Я колебался — я не держал мяча в руках со школы; но Джулия тянула меня за руку, и Бренда сказала:
— Поиграй.
Мистер Патимкин бросил мне мяч, когда я смотрел в другую сторону, и мяч отскочил от моей груди, оставив на рубашке пыльный след, как тень луны. Я засмеялся безумным смехом.
— Не умеете ловить? — спросила Джулия.
Как и у сестры, у нее был дар задавать практические, донельзя неприятные вопросы.
— Умею.
— Ваша очередь, — сказала она. — Папа проигрывает тридцать девять — сорок семь. Играем до двухсот.

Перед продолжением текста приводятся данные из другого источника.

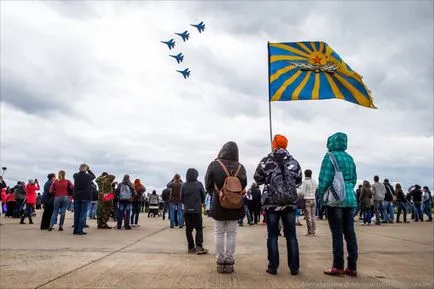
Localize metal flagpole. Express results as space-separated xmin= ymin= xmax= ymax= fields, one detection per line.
xmin=267 ymin=42 xmax=273 ymax=144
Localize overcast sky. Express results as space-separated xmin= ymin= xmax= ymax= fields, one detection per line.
xmin=0 ymin=1 xmax=434 ymax=188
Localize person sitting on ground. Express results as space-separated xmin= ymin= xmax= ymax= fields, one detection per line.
xmin=254 ymin=134 xmax=302 ymax=275
xmin=20 ymin=179 xmax=40 ymax=224
xmin=181 ymin=169 xmax=208 ymax=254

Когда я поставил ноги перед канавкой, образовавшейся за годы на линии штрафных, у меня на миг возникло видение, из тех, что случаются со мной время от времени и, по рассказам друзей, застилают мои глаза смертельной катарактой: солнце село, застрекотали и смолкли сверчки, почернели листья, а мы с Джулией все стоим одни на площадке и бросаем мяч в корзину; «Играем до пятисот», — говорит она и, первой набрав пятьсот, говорит: «Теперь вы до пятисот», и когда набираю пятьсот, ночь удлиняется и Джулия говорит: «Теперь до восьмисот», и мы играем дальше, а потом продлеваем до тысячи ста, и всё играем, и утро не наступает никогда.
— Бросайте, — сказал мистер Патимкин. — Вы — это я.

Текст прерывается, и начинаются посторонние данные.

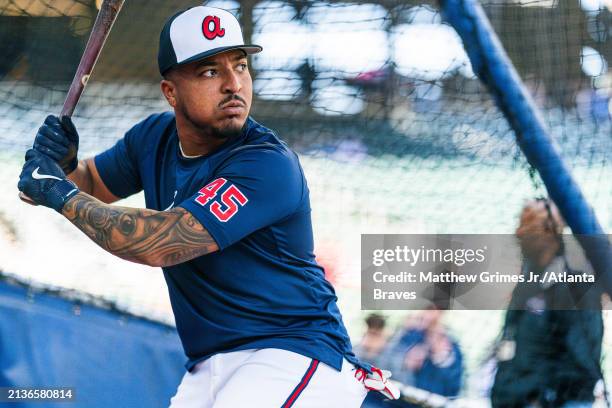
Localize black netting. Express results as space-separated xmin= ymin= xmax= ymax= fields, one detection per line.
xmin=0 ymin=0 xmax=612 ymax=402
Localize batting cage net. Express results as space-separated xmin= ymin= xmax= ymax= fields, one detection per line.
xmin=0 ymin=0 xmax=612 ymax=402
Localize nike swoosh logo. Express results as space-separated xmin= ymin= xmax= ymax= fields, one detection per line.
xmin=164 ymin=190 xmax=178 ymax=211
xmin=32 ymin=166 xmax=61 ymax=180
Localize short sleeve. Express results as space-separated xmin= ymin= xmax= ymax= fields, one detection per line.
xmin=94 ymin=125 xmax=142 ymax=198
xmin=179 ymin=148 xmax=305 ymax=249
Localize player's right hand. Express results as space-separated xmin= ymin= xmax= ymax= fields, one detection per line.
xmin=33 ymin=115 xmax=79 ymax=174
xmin=17 ymin=149 xmax=79 ymax=212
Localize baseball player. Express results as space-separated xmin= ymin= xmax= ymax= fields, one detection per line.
xmin=18 ymin=6 xmax=398 ymax=408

Последнее озадачило меня, но я бросил и, конечно, промахнулся. С Божьего благословения и с помощью ветерка я все-таки забросил отскочивший мяч из-под кольца.
— У вас сорок одно. Теперь я, — сказала Джулия.
Мистер Патимкин сидел на дальнем краю площадки. Он снял рубашку и в майке, с вечерней щетиной, был похож сейчас на шофера грузовика. Прежний нос Бренды лица ему не портил. Горбинка имелась: под самой переносицей как будто вставлен был под кожу восьмигранный бриллиантик. Я знал, что мистер Патимкин и не подумает убирать с лица этот камешек, и все же с радостью и гордостью, не сомневаюсь, заплатил за то, чтобы бриллиантик вынули у дочери и спустили в унитаз в больнице на Пятой авеню.
Джулия промазала, и, признаюсь, в сердце у меня возник слабый приятный трепет.
— Ты слегка закручивай, — сказал ей мистер Патимкин.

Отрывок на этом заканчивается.